Lee figured, “Let’s do that by setting goals to do crazy stuff and let’s use the crazy stuff to raise money.”
This year, after a number of Spartan obstacle races, Lee wanted to step things up for 2016 with something that would make people say, “Holy crap! I would never do that!”
“Otherwise,” Lee said, “it doesn’t grab people’s attention.”
Lee factored in his fear of heights and thought, hmm … let’s climb a mountain.
So this year’s crazy challenge is to climb Mount Baker in Seattle, said Lee.
Mount Baker is an ‘active glaciated andesitic stratovolcano,’ part of the Cascade Volcanic Arc, and the third highest peak in the state of Washington at 10,781 feet.
In preparation, Lee trained on “how not to die,” as he put it, and he will be joined by two other mates when they begin the climb on Thursday, July 16.
“Like everyone, I need a goal of something to motivate me,” said Lee.

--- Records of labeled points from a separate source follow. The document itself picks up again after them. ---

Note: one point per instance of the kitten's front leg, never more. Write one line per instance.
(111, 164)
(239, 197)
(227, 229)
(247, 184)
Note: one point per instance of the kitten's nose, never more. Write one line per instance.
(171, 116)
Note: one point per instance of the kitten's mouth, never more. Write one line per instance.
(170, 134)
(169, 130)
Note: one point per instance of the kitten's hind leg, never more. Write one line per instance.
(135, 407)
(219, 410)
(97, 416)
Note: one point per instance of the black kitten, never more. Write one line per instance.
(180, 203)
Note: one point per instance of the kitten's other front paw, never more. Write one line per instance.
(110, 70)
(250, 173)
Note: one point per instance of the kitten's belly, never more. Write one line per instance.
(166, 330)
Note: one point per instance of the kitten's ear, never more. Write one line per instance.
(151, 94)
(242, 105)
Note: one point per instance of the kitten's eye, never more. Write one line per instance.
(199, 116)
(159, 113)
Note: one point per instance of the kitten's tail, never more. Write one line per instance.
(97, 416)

He still gets up at 5:00 am to train and workout every morning. “When you’re getting up at 5:00 am, it’s good to have that goal of, holy crap, I have to climb a mountain in two weeks!”

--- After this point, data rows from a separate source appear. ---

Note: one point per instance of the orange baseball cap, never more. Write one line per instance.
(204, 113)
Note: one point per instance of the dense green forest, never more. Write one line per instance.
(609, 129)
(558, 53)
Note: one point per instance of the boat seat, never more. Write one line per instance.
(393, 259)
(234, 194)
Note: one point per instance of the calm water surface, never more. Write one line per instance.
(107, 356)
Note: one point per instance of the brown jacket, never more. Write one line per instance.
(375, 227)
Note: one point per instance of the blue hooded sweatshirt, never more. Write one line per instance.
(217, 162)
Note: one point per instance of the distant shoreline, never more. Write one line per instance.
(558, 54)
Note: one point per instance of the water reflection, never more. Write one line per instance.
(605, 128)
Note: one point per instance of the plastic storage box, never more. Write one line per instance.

BoomerangFit is now ten boomers strong. If you’re interested in learning more about the group that does “survivable, crazy, but not stupid” challenges all to keep themselves strong against the threat of Alzheimer’s while raising money for a cure, visit www.boomerangfit.com. To support Lee’s Mount Baker challenge, you can donate online at www.curealz.org/heroes/team-boomerangfit.
“I got two kids in college, so I need to stay alive for a few years,” said Lee.